Sylvia’s eyes turned misty, and she gave a faint nod. “That’s true.”

“But this agreement. This is close to what you wanted. Maybe better. There’s a stipulation in there that Chloe gets a small stipend. It’s not much, but I wanted to make sure she got a piece of Matt’s legacy. Something that was his and will now be hers.”

“But why?—”

“Because she was his family. Even if they didn’t walk down the aisle together. That counts for something.”

Sylvia nodded. “Like you.”

“Yes.”

“I understand that.”

Meg swallowed, wondering if she should say something else. There was so much she could say—so much regret and anger and confusion she’d never given voice to.

But maybe voicing those things wasn’t the way to find closure. Maybe shutting the hell up was the best form of peace she could offer.

“I loved having you in our family, Meg,” Sylvia said at last. “For what it’s worth, I don’t hate you.”

“I don’t hate you, either.”

“That sounds like a start.”

It felt like an odd choice of words, considering they’d likely never see each other again after this. But it was a common phrase, something easier to say than acknowledging the end.

Meg turned to go.

“There’s something you don’t know about those weeks after you left,” Sylvia said.

Meg turned around. She stood rooted in place, waiting to see if Sylvia would continue or wave her away with those taunting words hanging between them in the damp, chilly air.

When Sylvia spoke again, her voice was barely a whisper.

“It all hit Matt very hard. The guilt, your leaving, the feeling that he’d disappointed everyone.

” She gripped the envelope tight in her fingers, her knuckles white as she creased the edge of it.

“I know you were hurt, Meg, and you had every right to be. But the sadness that took Matt—he went to a very dark place.”

Meg stared at her, trying to understand. “Depression, you mean?”

Sylvia gave a tight nod. “Yes.”

“I see,” Meg said, remembering Chloe’s words about Matt getting his mental health in order. Is that what she’d meant? “He always showed little signs of it,” Meg said softly. “Mood swings, anxiety, sleeping a lot. I used to suggest he see someone about it, but he refused.”

“This was worse.” Sylvia took a deep breath. “Much worse. It was terrifying. It took over completely after you left. He shut himself off from everyone except Kyle.”

“I had no idea.” A needle of guilt pierced her through the breastbone, and she ordered herself to keep breathing.
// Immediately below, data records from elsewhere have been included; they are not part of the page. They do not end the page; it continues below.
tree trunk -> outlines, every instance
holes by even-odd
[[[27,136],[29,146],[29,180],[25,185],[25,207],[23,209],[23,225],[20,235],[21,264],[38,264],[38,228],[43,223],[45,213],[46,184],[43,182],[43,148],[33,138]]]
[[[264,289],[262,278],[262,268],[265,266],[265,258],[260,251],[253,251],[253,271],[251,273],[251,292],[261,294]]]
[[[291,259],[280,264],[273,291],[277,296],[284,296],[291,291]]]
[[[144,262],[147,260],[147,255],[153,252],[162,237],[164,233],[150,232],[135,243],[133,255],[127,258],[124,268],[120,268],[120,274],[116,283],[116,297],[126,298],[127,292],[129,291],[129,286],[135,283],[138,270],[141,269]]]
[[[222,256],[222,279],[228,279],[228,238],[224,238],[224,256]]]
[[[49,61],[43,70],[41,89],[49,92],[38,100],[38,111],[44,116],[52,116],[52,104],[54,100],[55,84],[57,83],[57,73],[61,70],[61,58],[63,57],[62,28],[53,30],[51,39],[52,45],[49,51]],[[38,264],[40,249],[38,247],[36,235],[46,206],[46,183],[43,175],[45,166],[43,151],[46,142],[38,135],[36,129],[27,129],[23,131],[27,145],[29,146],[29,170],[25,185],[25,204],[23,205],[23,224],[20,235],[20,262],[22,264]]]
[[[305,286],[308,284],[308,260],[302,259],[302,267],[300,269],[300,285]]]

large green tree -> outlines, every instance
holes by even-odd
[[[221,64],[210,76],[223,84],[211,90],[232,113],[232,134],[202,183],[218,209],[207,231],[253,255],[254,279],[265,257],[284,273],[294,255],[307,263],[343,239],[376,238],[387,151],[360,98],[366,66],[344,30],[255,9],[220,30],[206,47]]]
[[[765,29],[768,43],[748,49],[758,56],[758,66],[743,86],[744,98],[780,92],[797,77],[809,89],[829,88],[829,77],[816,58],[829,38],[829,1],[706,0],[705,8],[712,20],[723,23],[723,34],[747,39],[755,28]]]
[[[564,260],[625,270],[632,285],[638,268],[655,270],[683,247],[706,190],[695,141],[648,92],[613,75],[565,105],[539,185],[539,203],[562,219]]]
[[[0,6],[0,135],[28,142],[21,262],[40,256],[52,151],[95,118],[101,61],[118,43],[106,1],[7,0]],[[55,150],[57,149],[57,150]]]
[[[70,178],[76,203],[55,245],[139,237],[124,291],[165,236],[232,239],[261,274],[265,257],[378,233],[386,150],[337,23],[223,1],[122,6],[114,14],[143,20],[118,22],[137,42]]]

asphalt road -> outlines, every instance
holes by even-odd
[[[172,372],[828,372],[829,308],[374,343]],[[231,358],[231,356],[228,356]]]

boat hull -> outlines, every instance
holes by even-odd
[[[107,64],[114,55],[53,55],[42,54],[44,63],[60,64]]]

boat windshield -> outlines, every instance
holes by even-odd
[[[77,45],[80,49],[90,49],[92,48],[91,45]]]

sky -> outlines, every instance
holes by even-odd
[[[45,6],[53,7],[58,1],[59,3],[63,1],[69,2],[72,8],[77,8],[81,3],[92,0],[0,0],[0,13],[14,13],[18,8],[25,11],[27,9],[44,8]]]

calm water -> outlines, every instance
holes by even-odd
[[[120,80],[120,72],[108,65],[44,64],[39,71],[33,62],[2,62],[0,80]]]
“No one knew,” Sylvia said. “That’s how Matt wanted it. He didn’t think I knew.”

“But how did you?—”

“Mothers know these things.” Sylvia pressed her lips together. “Just like I know Kyle is the reason your cookbook became a bestseller.”

“What?” Meg felt her blood run cold.

“He never said a word to me about giving the book to that actress. Do you realize that?”

She blinked, trying to make sense of what Sylvia was saying. Kyle might have betrayed her in one way, but he’d held back that crucial piece of information. He’d known his mother would use it against her, and he hadn’t said a word. Maybe it hadn’t mattered, not in the grand scheme of the lawsuit.

But somehow, it mattered to Meg.

Sylvia cleared her throat, breaking the silence that hung heavy in the air between them. “I’ll look these over with my attorney and get back to you,” she said, holding up the envelope.

“Okay,” she said softly, still reeling. She started to turn away again, pretty sure they’d said all there was to say.

“And Meg?”

She turned back to Sylvia, pulling her jacket tighter around her to guard against the crisp fall air. “Yes?”

“My son would have been lucky to have you.”